So it's 11:24am. I've had sex twice and been laid 3 times. I love holidays!
I understand the whole sex thing but did you really get laid or is that synonymous for more alcohol?????
Honestly.
Don't say a word.
Facebook stalking a girl from Germany is harder then you think.you have to copy and paste all this shit into freetranslations.com then try and piece together an awkward sentence. If only I could put this energy into something productive.
I like to think of them as justice herpes. She cheats on me and gets more than she bargained for.
I fcuked ip.
Is this your way of telling me that you got drunk in your office before meeting with your dissertation advisor again? Or that you finally banged that freshman fraternity pledge?
I miss college girls!

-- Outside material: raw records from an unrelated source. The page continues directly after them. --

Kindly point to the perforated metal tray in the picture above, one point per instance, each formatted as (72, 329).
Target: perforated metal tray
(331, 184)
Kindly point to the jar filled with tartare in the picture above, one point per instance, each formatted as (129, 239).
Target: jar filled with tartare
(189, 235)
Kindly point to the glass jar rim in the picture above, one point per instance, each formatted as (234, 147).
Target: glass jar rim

You know how depressing it is to fuck 30 year olds? That's what failure feels like
He was running late for work this morning, so I helped him out by finding a matching pair of black socks. And I hated it. So I'm currently drinking and reminding myself of the reasons I will never get married.

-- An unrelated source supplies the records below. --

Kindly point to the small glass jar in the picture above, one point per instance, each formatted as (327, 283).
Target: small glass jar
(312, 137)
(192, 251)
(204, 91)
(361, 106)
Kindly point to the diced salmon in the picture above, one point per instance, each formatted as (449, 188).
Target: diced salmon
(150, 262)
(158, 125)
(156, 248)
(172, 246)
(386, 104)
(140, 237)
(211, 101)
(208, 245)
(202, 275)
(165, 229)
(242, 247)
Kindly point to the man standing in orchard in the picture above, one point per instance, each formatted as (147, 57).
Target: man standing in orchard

I think I'm just gonna be a cat and wear slutty black clothes with some eyeliner on my face and pretend my ears got stolen by a drunk guy
shes on the ground doing bicycle kicks screaming "is my ass good enough for you now satan" send help
I'll check it out in the morning. Tonight has been reserved for getting baked and covering myself in kittens because THAT IS AN OPTION.

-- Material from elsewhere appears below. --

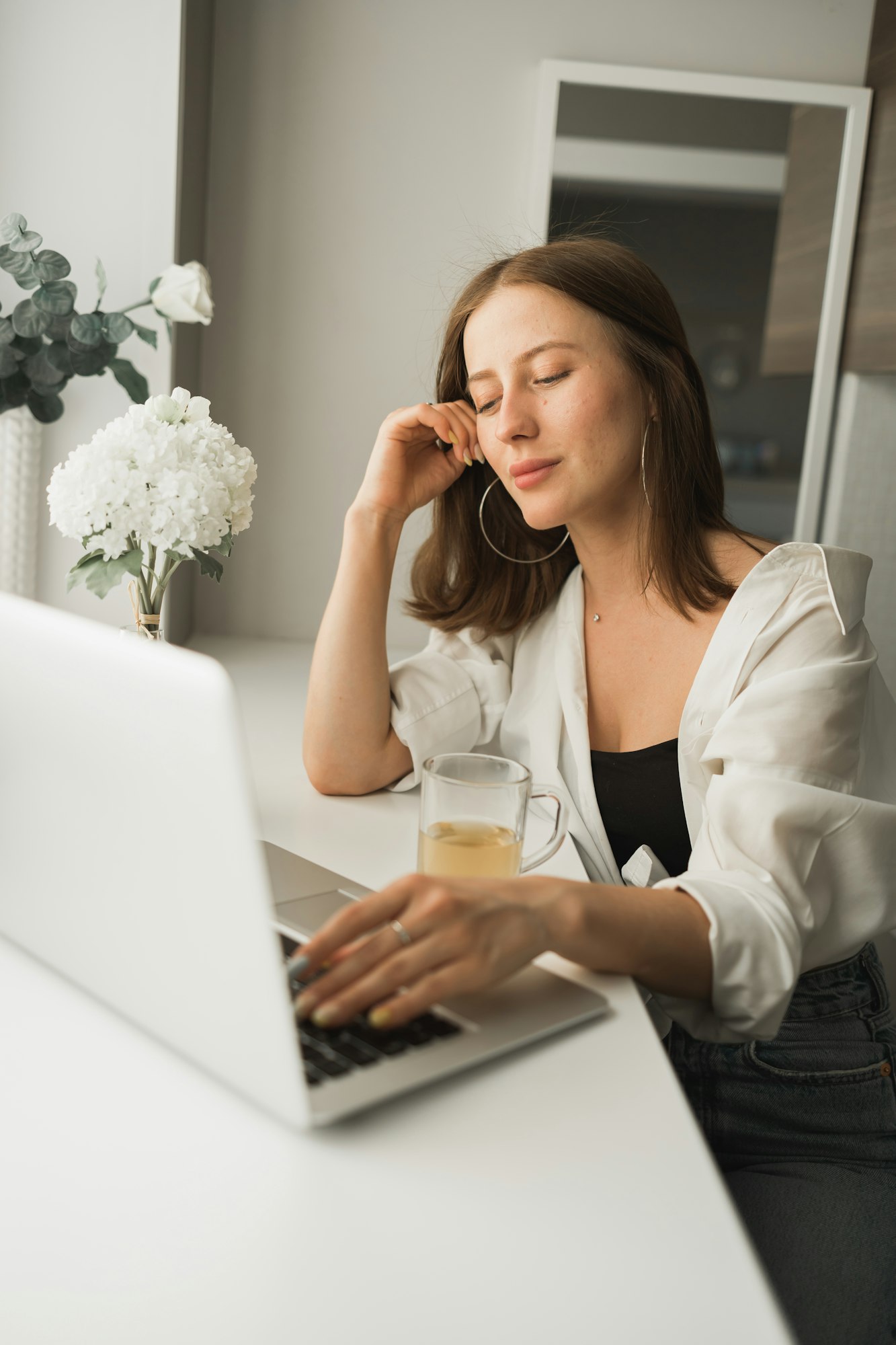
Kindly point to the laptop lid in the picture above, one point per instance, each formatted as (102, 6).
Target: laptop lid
(128, 843)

I'm tripping pretty hard right now but every time a Volvo drives by I feel like everything is gonna be alright
Just Peed in a cup for my country. Fighting the good fight.
Her mom came down to the basement and took shots with us. She's now passed out in a wheel barrow. This party got weird
Never remove your contact lenses after eating an entire bag of spicy doritos.
I swear, I make more use of my creative writing major with sexting than I do with anything else
He's stripped out of his boxers and is dancing and slapping his dick with string cheese...I don't know whether to call for help or take a video.